First came the pain in his back, then a stinging defeat.
Andy Murray is now bracing for what may well be the most painful blow of all.
Murray, who generally appears to be enduring one hardship or another, faces demotion from the position he's held for the past six years as one of the world's top-four tennis players.
When the latest revision of world rankings is released on Monday, Murray will fall from No.4 to sixth or seventh, depending on other results at the Australian Open.
The back surgery he had last September meant Murray came to the Open with more hope than expectation - so he'll be more disappointed than devastated by his quarter-final loss to Roger Federer.

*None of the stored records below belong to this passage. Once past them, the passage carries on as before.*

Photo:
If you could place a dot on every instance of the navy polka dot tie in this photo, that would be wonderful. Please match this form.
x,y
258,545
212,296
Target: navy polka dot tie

If there is one thing he took from the four-set loss to a man who seems to be rediscovering his prime, it is that the surgery has been a success.
"I don't know how many players have come back from surgery and won the first grand slam back in their second tournament - very unlikely to happen," Murray said.
"I just need to use this as, I guess, a stepping stone to getting better and be happy that I've got through five matches.
"I'm playing at a decent level fairly quickly again."
An aspect of the loss to Federer that Murray took particularly hard was the notorious "double-bounce" incident that remained hanging in the air a day later.
When it occurred in the third set, the Scot objected strongly, and carried his grievance to after-match interviews when he cast doubt on Federer's integrity.
"I think he knew it had bounced twice," Murray said.
But it is the slide in the rankings that is likely to linger the longest for Murray as he continues a rehabilitation that seemed to be unravelling as he staggered on court on Wednesday night.
The rankings system won't allow Murray to gain much in the rankings until at least the second half of the year and, if he fails to defending his Wimbledon crown, he will again lose ground.